On Thursday, WWE founder and chairman Vince McMahon announced some vague details about the planned 2020 relaunch of his failed pro football league, which shuttered in 2001 after just one season.
This time around, the XFL won't have any racy cheerleaders, won't hire players with DUIs or police records, might skip halftime entirely and will require all players to stand during the national anthem.
"There are not going to be any politics involved with this thing," McMahon said during a press call with reporters. "We're not going to have any social issues involved. People want to be entertained. … It's the entertainment value that sometimes is lost."
Despite reports that the league would be interested in recruiting former Browns quarterback Johnny Manziel, McMahon told reporters that Manziel's past run-ins with the law would exclude him from consideration. But McMahon did say he'd love to have former Eagles quarterback Tim Tebow, if he were interested.
When the XFL officially launches in 2020, McMahon said the league will play in the winter following the Super Bowl in eight yet-to-be-determined markets. There will be 40 players on each team (as opposed to the 53 NFL teams carry) and the season will be 10 weeks long with games lasting no longer than two hours. The postseason will feature two semifinal games and a championship game.
Other than that, details were scarce. So far, McMahon doesn't have a deal with a major network to broadcast games on TV, though he insists there's a lot of interest in his XFL relaunch.
"We want a faster game. We want a more exciting game. We want rules that are simplified," McMahon said. "In the end, we want it to be more fan friendly with more engagement."
Brad Shepard, a freelance journalist based in North Carolina, was first to report that McMahon was looking to bring back the XFL. He even nailed the date, indicating on Dec. 15 that the official announcement might come Jan. 25.

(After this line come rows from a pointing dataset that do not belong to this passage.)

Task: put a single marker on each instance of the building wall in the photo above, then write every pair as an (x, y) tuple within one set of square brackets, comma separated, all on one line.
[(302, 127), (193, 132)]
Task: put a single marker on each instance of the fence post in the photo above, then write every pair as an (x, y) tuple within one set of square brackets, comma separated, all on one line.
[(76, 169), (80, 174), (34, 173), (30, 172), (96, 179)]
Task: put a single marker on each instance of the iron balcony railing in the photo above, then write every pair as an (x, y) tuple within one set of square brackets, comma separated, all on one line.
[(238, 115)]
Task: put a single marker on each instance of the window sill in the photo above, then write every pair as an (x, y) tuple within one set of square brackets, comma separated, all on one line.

McMahon set up Alpha Entertainment separate from WWE and sold 3.34 million shares of WWE stock (worth about $100 million) to fund the new league. Deadspin's David Bixenspan suggested McMahon's new league could position itself as the conservative alternative to the NFL, which the WWE chairman hinted at with multiple mentions about standing for the anthem and a disdain toward social issues interfering with the game.
McMahon talked about his interest in rebooting the XFL to former NBC Sports chairman Dick Ebersol during ESPN's 30 for 30 on the shuttered league.
"I don't know what it would be. I don't know if it's gonna be another XFL or what it may be or how different I would make it." McMahon said "I don't know what else we could do that the NFL isn't doing now, but I'm sure we could find a way."
The XFL was a partnership between WWE and NBC, which broadcast the league's entire 10-game season (with help from UPN and TNN) beginning in February 2001. Despite the hype surrounding the XFL, including an edginess that included an "opening scramble" in place of a coin toss and the elimination of fair catches, the league was a financial failure and ended play after just one season.
NBC, which cited poor viewership when it pulled out of its two-year broadcast contract with the XFL early, has yet to show any interest in partnering with McMahon this time around. The network did not immediately respond to a request for comment.